Dans une interview exclusive accordée ce mercredi 2 juillet à notre rédaction, le Dr Jean Ardouin Esther Louis-Charles, universitaire et cadre du RDNP de l’ancien Président de la République feu Lesly François Manigat, a livré une analyse sans concession de la situation politique, sociale et sécuritaire du pays. Il pointe du doigt la corruption comme l’une des causes profondes de la crise multidimensionnelle que traverse actuellement Haïti.
« La corruption est à la racine de l’effondrement de nos institutions. Elle nourrit l’insécurité, affaiblit l’État et appauvrit la population », déclare-t-il sans langue de bois.
Selon ce professeur à l’Université d’État d’Haïti, les neuf membres du Conseil présidentiel de transition (CPT) ont échoué dans leur mission. « Chacun s’est retranché dans la défense des intérêts partisans, ignorant totalement les préoccupations fondamentales du peuple haïtien », déplore-t-il, ajoutant que « le scandale de corruption est devenu monnaie courante au sein de cette administration, et les premières victimes sont les citoyens ». Il cite comme exemple le dossier de la BNC.

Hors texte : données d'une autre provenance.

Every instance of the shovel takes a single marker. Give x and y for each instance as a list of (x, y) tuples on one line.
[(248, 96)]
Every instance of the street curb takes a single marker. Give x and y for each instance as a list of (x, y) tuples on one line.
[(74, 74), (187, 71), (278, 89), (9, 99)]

Dr Louis-Charles décrit un tableau sombre : populations déplacées par les gangs, routes nationales bloquées, misère chronique dans les abris de fortune, et un État absent. « Le peuple est délogé, chassé, abandonné. Il vit dans une insalubrité permanente pendant que ceux qui devraient le représenter se battent pour des privilèges », s’indigne-t-il.
Face à cette situation, le firministe plaide pour une refondation politique à travers les nouvelles négociations initiées par la Caricom. « Il faut remplacer les membres du CPT et leur gouvernement par des hommes et des femmes intègres, compétents et patriotes, ayant le sens du bien commun, à l’instar d’Anténor Firmin », propose-t-il.

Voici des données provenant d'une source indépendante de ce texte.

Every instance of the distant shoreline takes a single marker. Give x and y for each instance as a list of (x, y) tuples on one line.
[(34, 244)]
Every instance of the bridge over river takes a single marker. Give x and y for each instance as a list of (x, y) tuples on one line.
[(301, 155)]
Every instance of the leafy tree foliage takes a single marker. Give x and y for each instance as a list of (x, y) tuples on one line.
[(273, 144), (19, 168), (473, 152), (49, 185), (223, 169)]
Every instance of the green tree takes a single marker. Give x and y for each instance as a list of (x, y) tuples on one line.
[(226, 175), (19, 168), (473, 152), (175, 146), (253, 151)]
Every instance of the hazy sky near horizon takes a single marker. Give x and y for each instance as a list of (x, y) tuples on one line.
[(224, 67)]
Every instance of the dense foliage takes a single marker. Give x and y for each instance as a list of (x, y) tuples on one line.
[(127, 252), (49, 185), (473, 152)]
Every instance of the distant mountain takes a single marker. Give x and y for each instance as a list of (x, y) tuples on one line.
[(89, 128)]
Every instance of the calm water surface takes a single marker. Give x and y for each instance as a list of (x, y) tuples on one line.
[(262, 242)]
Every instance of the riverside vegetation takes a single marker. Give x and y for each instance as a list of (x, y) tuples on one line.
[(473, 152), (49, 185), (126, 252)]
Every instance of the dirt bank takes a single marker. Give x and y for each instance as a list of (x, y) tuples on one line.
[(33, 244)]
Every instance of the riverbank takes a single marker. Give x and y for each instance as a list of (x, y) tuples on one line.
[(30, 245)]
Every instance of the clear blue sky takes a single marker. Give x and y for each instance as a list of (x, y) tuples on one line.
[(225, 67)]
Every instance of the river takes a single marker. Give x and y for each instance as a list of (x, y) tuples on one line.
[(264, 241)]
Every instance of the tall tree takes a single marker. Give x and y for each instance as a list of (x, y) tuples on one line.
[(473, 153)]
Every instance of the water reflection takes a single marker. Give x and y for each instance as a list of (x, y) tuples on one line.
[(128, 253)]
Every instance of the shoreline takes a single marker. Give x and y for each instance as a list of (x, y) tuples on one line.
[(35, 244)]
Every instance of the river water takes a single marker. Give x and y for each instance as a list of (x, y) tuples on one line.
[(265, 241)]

Interrogé sur l’alliance entre son organisation sociopolitique, le REMEDH, et le dissident du parti Pitit Dessalines Abel Loreston dans le cadre de l’Accord Caribe, il précise : « Nous avons déjà collaboré avec Pasteur Loreston, notamment en soutenant la candidature de Moïse Jean-Charles. Ce rapprochement ne nous est donc pas étranger. »
Concernant la menace de déportation de plus de 550 000 Haïtiens en vertu de la décision de l’administration Trump de mettre fin au TPS, l’ancien directeur général du MHAVE affirme : « Le président américain a certes le droit de protéger son territoire, mais les Haïtiens ne sont pas des criminels. Ce sont des travailleurs acharnés, des pères et mères de famille courageux. »
Selon lui, cette décision relève d’un « abus d’autorité teinté de discrimination ». Il conclut sur une note d’espoir : « En l’absence de réaction des autorités haïtiennes, il reste à espérer que la justice américaine, encore forte et respectée, triomphe. »
Figure historique de la pensée haïtienne, il est important de rappeler qu’ Anténor Firmin (1850-1911) fut un homme politique, diplomate et intellectuel. Son œuvre majeure, “De l’égalité des races humaines”, a marqué les sciences sociales. Firmin incarne l’idéal d’un leadership éclairé, fondé sur la compétence, l’intégrité et l’amour de la patrie.